Good move Mr. Prudent. Show them how to lay the proper foundation for good things to come. Thanks for not putting the cart before the horse. Take them back to basics.
I agree with you that the only way to solve the problem is to determine who are the unemployed persons etc. Brovo Sir!
@ 8:38 am you are on Target. Those who are bashng the man have nothing better to do or offer. I have never heard of any country or town attacting new business without first having a contingent plan to accommodate the needs of those new investors. Only a fool would find fault with what the man is proposing. Choops!!!
Here are some of the short-comings of the piece. We have no data on the labour participation rate for our domestic economy. The Ministry of Labour has never convincingly determined that. Perhaps it does not have the necessary skilled personnel to determine that.
If we do an unemployment survey and according to Mr. Prudent, supposedly in such detail as to pinpoint who is, and who is not employed, one wonders whether the information will be so granular as to enable privacy encroachment to determine whether for example, Moses, son of Joseph is unemployed and Marlene, daughter of Ma Degonzag has been out of work since 2012.
What is funny is that after this unemployment determination, there is no idea of what the training needs of those individuals in particular would be, vis-à-vis hopefully, a listing of potential job types to be created, or to be offered using this or that skill. One has to be careful too, about whether the skill-sets or training gaps will be closed afterwards.
The fear is expressed too, that if those jobs have been, or were already available before all this largely self-serving political piece surfaced, whether persons would not have been be out there trying to learn the skills to fill them, all on their own.
Mr. Prudent's piece does suggest that this grand initiative is an attempt to match unemployment, with job vacancies and that this parochial take on Gros Islet's unemployment is due in some way to the lack of information on the part of job-seekers. Mind you, he did not say what types of job vacancies were going to be filled.
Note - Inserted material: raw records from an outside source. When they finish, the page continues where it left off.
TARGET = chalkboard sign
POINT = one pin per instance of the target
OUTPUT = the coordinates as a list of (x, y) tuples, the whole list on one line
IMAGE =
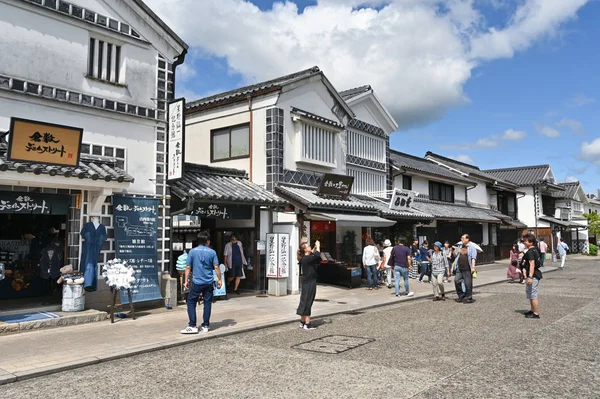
[(136, 227)]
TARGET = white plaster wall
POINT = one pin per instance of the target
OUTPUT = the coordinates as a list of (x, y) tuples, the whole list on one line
[(479, 195), (48, 48), (311, 97), (99, 127), (526, 207)]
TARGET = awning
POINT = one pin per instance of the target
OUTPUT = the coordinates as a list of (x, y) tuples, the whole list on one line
[(563, 223), (352, 220), (210, 184)]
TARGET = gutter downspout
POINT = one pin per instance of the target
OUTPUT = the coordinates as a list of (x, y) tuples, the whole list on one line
[(251, 138)]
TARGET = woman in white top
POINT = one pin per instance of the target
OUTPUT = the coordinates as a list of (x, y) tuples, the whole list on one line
[(387, 254), (371, 260)]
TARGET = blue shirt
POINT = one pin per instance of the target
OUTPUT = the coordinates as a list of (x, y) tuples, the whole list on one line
[(202, 261), (236, 255)]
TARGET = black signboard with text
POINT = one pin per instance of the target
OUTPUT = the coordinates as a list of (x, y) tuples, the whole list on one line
[(136, 229), (222, 211), (36, 204), (336, 185)]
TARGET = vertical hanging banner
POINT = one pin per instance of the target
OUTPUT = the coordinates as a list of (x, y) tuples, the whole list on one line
[(284, 255), (136, 227), (176, 139)]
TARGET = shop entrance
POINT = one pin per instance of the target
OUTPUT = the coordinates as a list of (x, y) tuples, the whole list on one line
[(32, 251)]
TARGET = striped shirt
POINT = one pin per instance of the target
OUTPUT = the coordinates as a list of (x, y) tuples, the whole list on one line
[(438, 263)]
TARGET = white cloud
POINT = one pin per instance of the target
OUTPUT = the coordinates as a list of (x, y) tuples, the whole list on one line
[(547, 131), (580, 100), (591, 151), (487, 143), (514, 135), (463, 158), (575, 126), (416, 57)]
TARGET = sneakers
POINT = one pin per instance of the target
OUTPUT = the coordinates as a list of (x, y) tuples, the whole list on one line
[(189, 330)]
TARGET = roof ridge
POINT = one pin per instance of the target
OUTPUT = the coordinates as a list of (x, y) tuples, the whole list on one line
[(452, 160), (519, 168), (270, 82)]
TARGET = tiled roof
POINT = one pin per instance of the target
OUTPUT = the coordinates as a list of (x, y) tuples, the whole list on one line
[(317, 118), (311, 200), (571, 189), (351, 93), (409, 162), (471, 170), (220, 184), (384, 209), (274, 84), (90, 167), (367, 127), (455, 212), (521, 176)]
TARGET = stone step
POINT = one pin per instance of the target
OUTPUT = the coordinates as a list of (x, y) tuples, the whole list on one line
[(66, 319)]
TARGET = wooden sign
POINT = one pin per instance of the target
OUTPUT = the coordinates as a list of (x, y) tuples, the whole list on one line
[(47, 143)]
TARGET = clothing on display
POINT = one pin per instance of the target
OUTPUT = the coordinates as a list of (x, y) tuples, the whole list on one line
[(94, 235)]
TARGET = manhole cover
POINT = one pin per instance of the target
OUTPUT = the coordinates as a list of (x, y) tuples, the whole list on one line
[(333, 344)]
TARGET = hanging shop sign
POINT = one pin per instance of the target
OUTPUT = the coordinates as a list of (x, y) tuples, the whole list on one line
[(36, 204), (336, 185), (221, 211), (46, 143), (402, 200), (176, 139), (278, 255), (136, 227)]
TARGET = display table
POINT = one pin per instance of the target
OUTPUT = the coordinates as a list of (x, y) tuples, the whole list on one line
[(338, 273)]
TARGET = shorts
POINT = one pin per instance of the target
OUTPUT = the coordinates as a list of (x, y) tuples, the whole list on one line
[(532, 290), (235, 271)]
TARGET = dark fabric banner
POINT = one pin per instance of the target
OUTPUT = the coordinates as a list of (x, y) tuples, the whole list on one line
[(136, 228)]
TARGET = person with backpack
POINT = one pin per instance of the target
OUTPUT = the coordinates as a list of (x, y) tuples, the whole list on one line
[(371, 260), (401, 260), (562, 249), (425, 262), (531, 262)]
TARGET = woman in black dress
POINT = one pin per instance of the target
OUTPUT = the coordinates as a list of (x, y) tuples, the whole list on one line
[(309, 262)]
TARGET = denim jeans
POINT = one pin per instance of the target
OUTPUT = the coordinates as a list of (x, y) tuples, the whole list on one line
[(372, 276), (195, 291), (424, 267), (401, 271)]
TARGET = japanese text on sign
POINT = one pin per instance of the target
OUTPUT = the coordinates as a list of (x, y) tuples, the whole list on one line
[(176, 136), (402, 200)]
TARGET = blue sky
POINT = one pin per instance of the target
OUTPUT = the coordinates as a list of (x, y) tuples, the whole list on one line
[(498, 83)]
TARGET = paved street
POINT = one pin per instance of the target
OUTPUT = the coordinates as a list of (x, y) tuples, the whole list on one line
[(415, 349)]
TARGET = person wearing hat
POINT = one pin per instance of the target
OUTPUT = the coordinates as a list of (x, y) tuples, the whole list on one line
[(438, 271), (387, 253)]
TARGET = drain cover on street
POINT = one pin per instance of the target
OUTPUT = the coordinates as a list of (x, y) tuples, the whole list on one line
[(333, 344)]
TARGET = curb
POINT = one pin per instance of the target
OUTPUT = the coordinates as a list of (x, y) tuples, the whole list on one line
[(42, 371)]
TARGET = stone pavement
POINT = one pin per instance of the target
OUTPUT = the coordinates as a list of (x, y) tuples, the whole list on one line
[(34, 353)]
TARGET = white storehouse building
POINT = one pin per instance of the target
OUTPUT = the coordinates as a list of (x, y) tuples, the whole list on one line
[(105, 69)]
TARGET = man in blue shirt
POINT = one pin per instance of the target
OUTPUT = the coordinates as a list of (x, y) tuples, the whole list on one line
[(201, 263)]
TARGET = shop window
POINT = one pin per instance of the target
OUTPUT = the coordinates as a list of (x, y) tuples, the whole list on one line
[(104, 60), (230, 143), (441, 192), (407, 182)]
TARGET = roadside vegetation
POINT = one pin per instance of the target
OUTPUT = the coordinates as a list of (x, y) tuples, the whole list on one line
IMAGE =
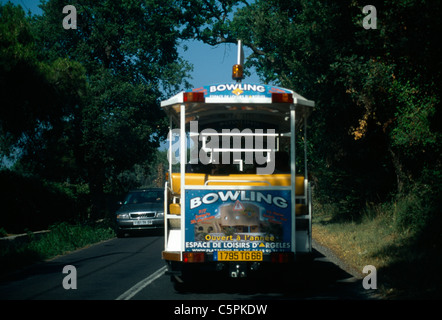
[(61, 239), (80, 121), (401, 238)]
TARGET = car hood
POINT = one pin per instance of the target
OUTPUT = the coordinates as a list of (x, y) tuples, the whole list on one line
[(140, 207)]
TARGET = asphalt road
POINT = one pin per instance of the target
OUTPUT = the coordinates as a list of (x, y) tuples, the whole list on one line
[(131, 269)]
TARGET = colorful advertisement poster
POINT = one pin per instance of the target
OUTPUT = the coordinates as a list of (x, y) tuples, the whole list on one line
[(238, 220)]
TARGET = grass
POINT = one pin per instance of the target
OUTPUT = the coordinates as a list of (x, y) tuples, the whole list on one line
[(407, 268), (62, 239)]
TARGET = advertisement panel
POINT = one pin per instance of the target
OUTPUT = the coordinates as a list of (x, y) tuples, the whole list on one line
[(238, 220)]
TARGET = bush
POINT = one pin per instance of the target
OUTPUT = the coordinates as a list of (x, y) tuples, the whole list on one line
[(31, 203)]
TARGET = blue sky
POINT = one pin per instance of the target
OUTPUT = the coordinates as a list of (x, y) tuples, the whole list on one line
[(211, 65)]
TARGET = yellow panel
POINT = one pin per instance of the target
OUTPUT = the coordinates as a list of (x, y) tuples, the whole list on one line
[(174, 208), (238, 180)]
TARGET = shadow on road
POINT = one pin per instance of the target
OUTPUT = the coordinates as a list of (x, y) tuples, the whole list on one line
[(318, 279)]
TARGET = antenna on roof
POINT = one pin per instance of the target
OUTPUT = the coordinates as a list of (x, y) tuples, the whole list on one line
[(238, 69)]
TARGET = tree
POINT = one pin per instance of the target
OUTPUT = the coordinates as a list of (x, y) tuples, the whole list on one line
[(129, 52), (375, 127)]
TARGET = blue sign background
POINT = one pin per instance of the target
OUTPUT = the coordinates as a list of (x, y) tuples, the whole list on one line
[(238, 220)]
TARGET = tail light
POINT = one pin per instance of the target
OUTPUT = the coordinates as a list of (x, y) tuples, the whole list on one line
[(192, 257), (282, 257)]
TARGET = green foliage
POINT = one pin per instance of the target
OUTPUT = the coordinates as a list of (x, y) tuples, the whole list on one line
[(62, 238), (32, 204)]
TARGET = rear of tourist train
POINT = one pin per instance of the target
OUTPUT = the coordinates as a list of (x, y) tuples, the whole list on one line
[(237, 195)]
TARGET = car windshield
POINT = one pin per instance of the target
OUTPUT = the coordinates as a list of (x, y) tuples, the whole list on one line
[(144, 197)]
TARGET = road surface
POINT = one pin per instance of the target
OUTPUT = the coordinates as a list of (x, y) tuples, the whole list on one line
[(131, 269)]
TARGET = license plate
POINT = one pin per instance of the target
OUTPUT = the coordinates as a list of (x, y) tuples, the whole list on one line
[(142, 222), (238, 256)]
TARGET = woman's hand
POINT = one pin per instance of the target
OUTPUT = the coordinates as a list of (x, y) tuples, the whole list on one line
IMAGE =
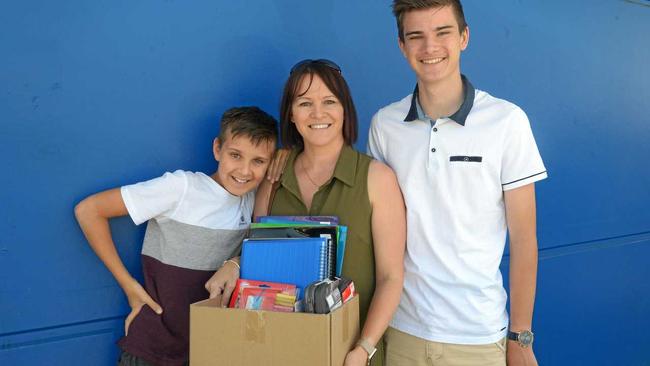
[(138, 298), (223, 281), (356, 357), (277, 165)]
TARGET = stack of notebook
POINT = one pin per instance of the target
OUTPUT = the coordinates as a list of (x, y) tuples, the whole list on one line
[(294, 250)]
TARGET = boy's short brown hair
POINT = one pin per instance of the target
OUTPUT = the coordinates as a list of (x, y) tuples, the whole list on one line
[(401, 7), (252, 122)]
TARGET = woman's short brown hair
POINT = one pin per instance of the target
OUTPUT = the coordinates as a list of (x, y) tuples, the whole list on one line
[(335, 83)]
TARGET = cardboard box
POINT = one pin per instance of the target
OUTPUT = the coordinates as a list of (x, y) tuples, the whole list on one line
[(236, 337)]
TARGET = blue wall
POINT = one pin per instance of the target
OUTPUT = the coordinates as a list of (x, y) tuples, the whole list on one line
[(99, 94)]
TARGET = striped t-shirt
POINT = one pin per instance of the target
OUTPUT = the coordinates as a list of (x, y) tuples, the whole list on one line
[(194, 224)]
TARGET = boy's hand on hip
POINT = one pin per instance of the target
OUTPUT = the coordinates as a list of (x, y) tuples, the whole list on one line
[(516, 355), (138, 298), (223, 282)]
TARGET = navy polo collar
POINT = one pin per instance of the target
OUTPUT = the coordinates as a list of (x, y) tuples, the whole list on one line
[(461, 114)]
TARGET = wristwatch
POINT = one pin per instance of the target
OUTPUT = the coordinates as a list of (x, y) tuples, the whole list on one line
[(369, 348), (524, 338)]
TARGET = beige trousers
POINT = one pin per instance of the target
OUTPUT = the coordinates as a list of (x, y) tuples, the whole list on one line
[(403, 349)]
Some pertinent questions therefore are in order here. Who identifies the training needs? Who conducts the training needs analysis? Who pays for the training needs analysis? Who conducts the training? Who pays for the actual training of selected individuals? Where and when, and what is the duration of the training? How do you determine whether the unemployed person is trainable or not?
All these questions going unanswered in the piece, point to wishful thinking, with the cart firmly placed well before the horse.
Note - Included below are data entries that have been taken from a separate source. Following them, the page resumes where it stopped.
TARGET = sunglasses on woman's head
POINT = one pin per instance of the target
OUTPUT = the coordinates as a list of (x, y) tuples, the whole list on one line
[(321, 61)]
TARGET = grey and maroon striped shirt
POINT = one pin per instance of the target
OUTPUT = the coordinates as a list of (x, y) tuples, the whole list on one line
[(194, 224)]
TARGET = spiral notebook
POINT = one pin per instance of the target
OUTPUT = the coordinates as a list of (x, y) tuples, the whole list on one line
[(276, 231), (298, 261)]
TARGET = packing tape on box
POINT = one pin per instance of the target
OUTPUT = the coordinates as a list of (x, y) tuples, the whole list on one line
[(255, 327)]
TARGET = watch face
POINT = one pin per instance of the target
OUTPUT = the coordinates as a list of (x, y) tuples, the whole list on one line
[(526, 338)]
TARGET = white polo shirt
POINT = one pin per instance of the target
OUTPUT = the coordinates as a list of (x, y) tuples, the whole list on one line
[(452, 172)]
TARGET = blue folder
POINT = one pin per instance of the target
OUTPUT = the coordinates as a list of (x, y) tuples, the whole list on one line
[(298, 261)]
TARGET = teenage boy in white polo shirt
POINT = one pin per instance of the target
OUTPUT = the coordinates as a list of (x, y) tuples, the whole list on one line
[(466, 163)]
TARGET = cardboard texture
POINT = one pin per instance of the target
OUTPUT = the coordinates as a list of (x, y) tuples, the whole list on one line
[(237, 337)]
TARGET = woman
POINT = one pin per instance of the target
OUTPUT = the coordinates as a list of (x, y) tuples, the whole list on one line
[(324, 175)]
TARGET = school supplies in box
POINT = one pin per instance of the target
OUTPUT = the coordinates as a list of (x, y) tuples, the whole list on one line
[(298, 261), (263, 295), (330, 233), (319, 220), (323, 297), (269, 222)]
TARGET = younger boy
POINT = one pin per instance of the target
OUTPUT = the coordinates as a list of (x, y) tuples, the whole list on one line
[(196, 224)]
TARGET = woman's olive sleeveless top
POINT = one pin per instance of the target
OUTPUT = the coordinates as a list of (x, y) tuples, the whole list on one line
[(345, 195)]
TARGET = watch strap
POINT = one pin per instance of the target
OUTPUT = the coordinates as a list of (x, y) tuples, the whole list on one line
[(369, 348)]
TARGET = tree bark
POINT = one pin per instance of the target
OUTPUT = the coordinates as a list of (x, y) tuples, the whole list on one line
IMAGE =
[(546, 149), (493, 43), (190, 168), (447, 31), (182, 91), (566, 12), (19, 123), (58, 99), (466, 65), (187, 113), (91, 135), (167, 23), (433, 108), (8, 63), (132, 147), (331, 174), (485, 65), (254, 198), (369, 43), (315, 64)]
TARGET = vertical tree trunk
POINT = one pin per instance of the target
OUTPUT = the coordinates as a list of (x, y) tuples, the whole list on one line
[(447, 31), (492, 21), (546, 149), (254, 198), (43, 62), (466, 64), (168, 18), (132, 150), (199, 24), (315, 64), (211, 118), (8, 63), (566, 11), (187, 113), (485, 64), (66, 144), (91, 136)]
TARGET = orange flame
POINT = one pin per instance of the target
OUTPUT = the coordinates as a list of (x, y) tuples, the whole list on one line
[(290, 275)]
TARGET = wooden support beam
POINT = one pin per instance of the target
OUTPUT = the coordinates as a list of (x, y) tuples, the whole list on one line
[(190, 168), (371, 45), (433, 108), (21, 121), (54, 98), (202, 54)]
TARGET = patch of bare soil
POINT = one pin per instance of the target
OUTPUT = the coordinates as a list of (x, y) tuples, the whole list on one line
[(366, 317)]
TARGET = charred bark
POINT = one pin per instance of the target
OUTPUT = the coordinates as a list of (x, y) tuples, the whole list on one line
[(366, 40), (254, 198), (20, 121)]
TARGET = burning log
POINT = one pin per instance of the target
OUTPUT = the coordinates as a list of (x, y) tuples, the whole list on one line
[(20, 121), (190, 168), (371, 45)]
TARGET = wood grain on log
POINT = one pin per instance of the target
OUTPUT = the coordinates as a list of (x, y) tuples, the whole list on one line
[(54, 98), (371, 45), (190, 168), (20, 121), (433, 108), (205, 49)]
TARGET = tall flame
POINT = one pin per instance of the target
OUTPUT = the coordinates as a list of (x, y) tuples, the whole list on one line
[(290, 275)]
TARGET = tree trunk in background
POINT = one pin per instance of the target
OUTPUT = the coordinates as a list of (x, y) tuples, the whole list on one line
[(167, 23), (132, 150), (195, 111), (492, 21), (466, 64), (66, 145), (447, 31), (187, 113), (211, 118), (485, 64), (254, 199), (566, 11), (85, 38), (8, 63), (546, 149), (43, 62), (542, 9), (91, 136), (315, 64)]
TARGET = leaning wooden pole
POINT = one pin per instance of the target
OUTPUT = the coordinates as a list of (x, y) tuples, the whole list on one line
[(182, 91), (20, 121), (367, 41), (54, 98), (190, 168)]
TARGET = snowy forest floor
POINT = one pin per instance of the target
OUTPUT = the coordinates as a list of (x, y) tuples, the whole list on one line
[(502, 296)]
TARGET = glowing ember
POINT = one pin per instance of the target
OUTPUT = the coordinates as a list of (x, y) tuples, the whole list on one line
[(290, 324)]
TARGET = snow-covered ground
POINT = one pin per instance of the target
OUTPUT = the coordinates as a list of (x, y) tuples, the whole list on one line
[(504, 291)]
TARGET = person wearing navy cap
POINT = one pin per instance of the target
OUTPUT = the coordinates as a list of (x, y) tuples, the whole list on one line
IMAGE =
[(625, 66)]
Yet, if all of these issues are glossed over, as someone said, does the identification of the training needs and who is to get what training automatically create job vacancies or job offers?
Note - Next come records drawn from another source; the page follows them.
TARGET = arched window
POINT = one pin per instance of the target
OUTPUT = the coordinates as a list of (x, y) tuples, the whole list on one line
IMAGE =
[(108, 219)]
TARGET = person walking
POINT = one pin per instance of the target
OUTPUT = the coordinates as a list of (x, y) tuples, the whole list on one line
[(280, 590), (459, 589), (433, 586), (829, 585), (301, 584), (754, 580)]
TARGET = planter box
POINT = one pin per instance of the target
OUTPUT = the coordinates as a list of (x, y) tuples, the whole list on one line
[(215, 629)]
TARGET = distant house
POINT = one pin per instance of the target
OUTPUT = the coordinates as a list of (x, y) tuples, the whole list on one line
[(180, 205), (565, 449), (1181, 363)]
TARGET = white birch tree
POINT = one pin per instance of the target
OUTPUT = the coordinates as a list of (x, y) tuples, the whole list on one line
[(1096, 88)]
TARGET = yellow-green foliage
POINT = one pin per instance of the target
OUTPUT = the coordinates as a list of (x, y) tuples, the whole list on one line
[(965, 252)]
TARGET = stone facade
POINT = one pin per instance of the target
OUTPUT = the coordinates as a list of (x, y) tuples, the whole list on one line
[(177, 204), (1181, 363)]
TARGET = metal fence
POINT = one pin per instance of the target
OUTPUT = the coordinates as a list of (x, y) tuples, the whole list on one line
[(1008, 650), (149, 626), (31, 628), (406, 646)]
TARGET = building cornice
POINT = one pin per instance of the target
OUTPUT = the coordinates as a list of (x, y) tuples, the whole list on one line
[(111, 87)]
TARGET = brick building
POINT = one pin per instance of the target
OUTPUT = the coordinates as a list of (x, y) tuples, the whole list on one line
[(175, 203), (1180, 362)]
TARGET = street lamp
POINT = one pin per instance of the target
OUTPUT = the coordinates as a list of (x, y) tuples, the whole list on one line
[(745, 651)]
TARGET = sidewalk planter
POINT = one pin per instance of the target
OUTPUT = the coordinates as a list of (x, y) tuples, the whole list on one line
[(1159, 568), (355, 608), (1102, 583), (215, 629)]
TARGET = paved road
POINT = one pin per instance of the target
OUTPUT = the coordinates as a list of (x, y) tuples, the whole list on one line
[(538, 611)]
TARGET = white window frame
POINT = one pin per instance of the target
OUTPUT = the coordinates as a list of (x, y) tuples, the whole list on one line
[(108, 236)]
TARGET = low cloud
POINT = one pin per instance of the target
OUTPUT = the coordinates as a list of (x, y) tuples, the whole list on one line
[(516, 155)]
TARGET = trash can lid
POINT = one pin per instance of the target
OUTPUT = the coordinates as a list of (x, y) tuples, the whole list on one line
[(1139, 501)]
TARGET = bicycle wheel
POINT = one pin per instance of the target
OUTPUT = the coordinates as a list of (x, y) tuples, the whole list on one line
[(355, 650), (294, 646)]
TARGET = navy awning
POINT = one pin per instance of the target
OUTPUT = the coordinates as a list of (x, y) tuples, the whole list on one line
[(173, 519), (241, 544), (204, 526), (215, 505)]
The question still needs to be asked about the actual numbers of jobs or the positions that will be filled and ... in which companies.
Next question: Would all the unemployed people in Gros Islet be trainable? Should those not be the first sets of questions to be asked? Therefore again, is the cart not certainly placed before the horse here?
Even when some companies do undertake and pay for training, there is no guarantee that the training will be utilised. So then, what if the companies identified say 'yes' to this or that type of training as a need, especially if they are not shouldering the cost, irrespective of the duration of the training, but say at the end, that they are not quite ready to hire?
This last factor depends on the business climate, domestically and the buyers of our domestic output around the world. It is also very sensitive to the global economic picture and to our own sectorial demands for labour.
Where we are too, in terms of our own business cycle (in or out or emerging from a recession) will also determine this, and not just the development of skills and training courses for which there is no corresponding labour demand.
If we are thinking seriously about private sector training involvement, we must be very careful to address their members' needs and the important matter of return on investment.